Uttar Pradesh Chief Minister Yogi Adityanath, on Monday, launched a sharp historical critique, holding the Congress party and Muhammad Ali Jinnah responsible for India's cultural division and the eventual Partition. He identified the political controversy surrounding the national song 'Vande Mataram' as the first and most dangerous consequence of the Congress's policy of appeasement.
The Assembly Debate on a National Symbol
Initiating a special discussion in the Uttar Pradesh Legislative Assembly during the winter session, CM Adityanath made the state assembly the first such house to formally debate the history of Vande Mataram. He asserted that the compromise made by the Indian National Congress over the song directly fueled separatist sentiments.
The Chief Minister argued that as long as Jinnah remained within the Congress fold, Vande Mataram was not a contentious issue. "Once Jinnah left the Congress, he made it a tool of the Muslim League and deliberately gave the song a communal colour. The song remained the same, but the agenda changed," Yogi stated, framing the shift as a calculated political move.
A Timeline of "Appeasement and Surrender"
Yogi Adityanath presented a detailed chronology of events to substantiate his claims. He recalled that on October 15, 1937, Jinnah launched a slogan against Vande Mataram from Lucknow, while Jawaharlal Nehru was Congress President. Merely five days later, on October 20, 1937, Nehru wrote to Subhas Chandra Bose expressing that the song's background was making Muslims uncomfortable—a letter the CM termed a "clear admission of the Congress's appeasement policy."
The situation escalated quickly. On October 26, 1937, the Congress Working Committee decided to drop certain portions of the song in the name of "harmony." Adityanath described this as a "sacrifice of national consciousness." By March 1938, Jinnah demanded the song be changed entirely. The Congress's lack of resistance, according to Yogi, emboldened the Muslim League, sharpened separatist tendencies, and marked the first major compromise on a national cultural symbol. He contended that this sequence laid the foundational stone for India's Partition.
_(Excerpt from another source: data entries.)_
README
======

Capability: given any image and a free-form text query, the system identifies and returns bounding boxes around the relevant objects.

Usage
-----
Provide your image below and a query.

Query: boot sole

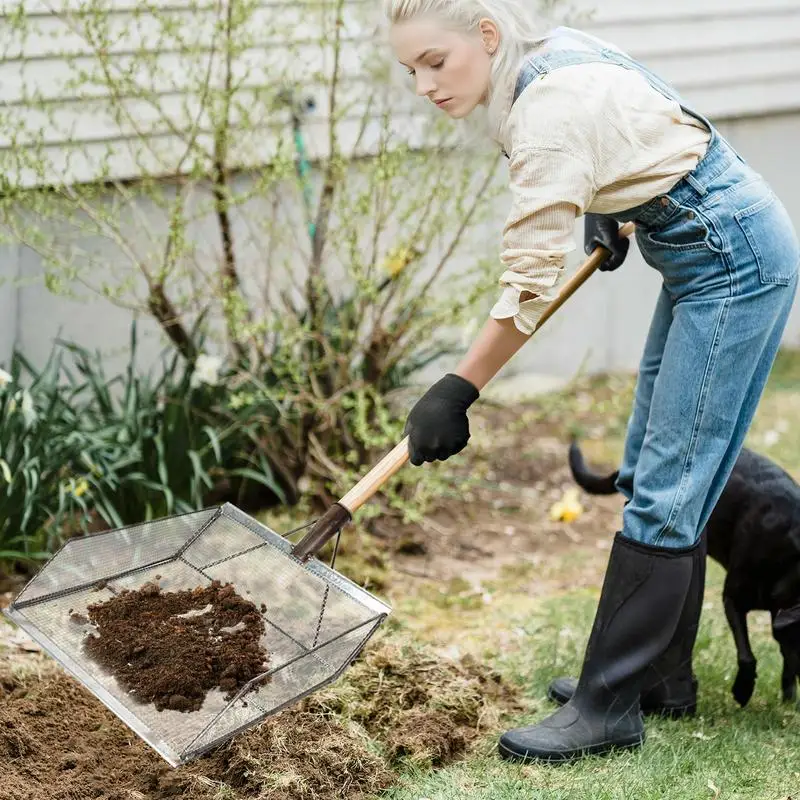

He emphasized that the opposition to Vande Mataram was not religious but purely political, rooted in the Khilafat movement politics of the 1920s, as seen in Mohammad Ali Jauhar's 1923 protest.
Contrasting Historical Support and Political Compromise
The Chief Minister painted a vivid picture of an earlier era when Vande Mataram was sung without controversy at Congress conventions between 1896 and 1922. "Bharat Mata ki Jai and Vande Mataram reverberated from every stage then. Even freedom fighters like Maulana Abul Kalam Azad supported it. No one termed it 'anti-Islam'," he noted.
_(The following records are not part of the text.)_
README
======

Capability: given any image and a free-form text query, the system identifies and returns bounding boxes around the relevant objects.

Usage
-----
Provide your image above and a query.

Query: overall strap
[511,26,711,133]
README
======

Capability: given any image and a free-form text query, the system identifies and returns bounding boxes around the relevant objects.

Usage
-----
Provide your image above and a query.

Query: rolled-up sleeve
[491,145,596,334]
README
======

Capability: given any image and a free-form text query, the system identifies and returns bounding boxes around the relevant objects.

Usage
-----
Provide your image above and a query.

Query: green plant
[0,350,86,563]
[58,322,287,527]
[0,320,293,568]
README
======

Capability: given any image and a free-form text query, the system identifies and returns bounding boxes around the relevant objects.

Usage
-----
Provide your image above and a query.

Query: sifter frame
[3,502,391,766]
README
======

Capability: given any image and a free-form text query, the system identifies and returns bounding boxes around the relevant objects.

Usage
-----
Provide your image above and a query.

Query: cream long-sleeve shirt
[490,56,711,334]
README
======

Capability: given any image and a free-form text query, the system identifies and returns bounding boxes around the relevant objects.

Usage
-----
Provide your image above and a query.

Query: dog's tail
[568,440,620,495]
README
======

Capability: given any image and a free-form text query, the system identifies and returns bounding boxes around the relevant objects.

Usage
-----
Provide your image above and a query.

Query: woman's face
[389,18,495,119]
He pointed out that despite Congress leaders like Rafi Ahmad Kidwai calling the song a symbol of the freedom struggle, the party never promoted him. Instead of defending the song, Congress formed committees and ultimately decided in 1937 that only two stanzas would be sung, and that too not mandatorily—a decision Yogi branded a "national surrender."
Yogi Adityanath further alleged that the truncated version of Vande Mataram later recognized by the Constituent Assembly on January 24, 1950, was a direct result of this entrenched appeasement policy. "The nation adopted the song, but the Congress had already cut it," he claimed.
He invoked the endorsements of Mahatma Gandhi, who called it a 'national spirit,' Rabindranath Tagore, who termed it the 'soul of India,' and Sri Aurobindo, who described it as a 'mantra.' He highlighted its iconic role in the freedom struggle, noting it was inscribed on the first tricolor hoisted abroad by Madam Bhikaji Cama and was the last words of revolutionary Madan Lal Dhingra.
In a concluding warning, the Chief Minister said that some political forces are still trying to revive the same divisive mindset. He also accused the Congress of insulting the song's legacy by imposing the Emergency in 1975, during the centenary year of its composition. Yogi Adityanath concluded by stating that the vision of 'Ek Bharat Shreshtha Bharat' under the Modi government is fulfilling the dreams of the song's creator, Bankim Chandra Chattopadhyay.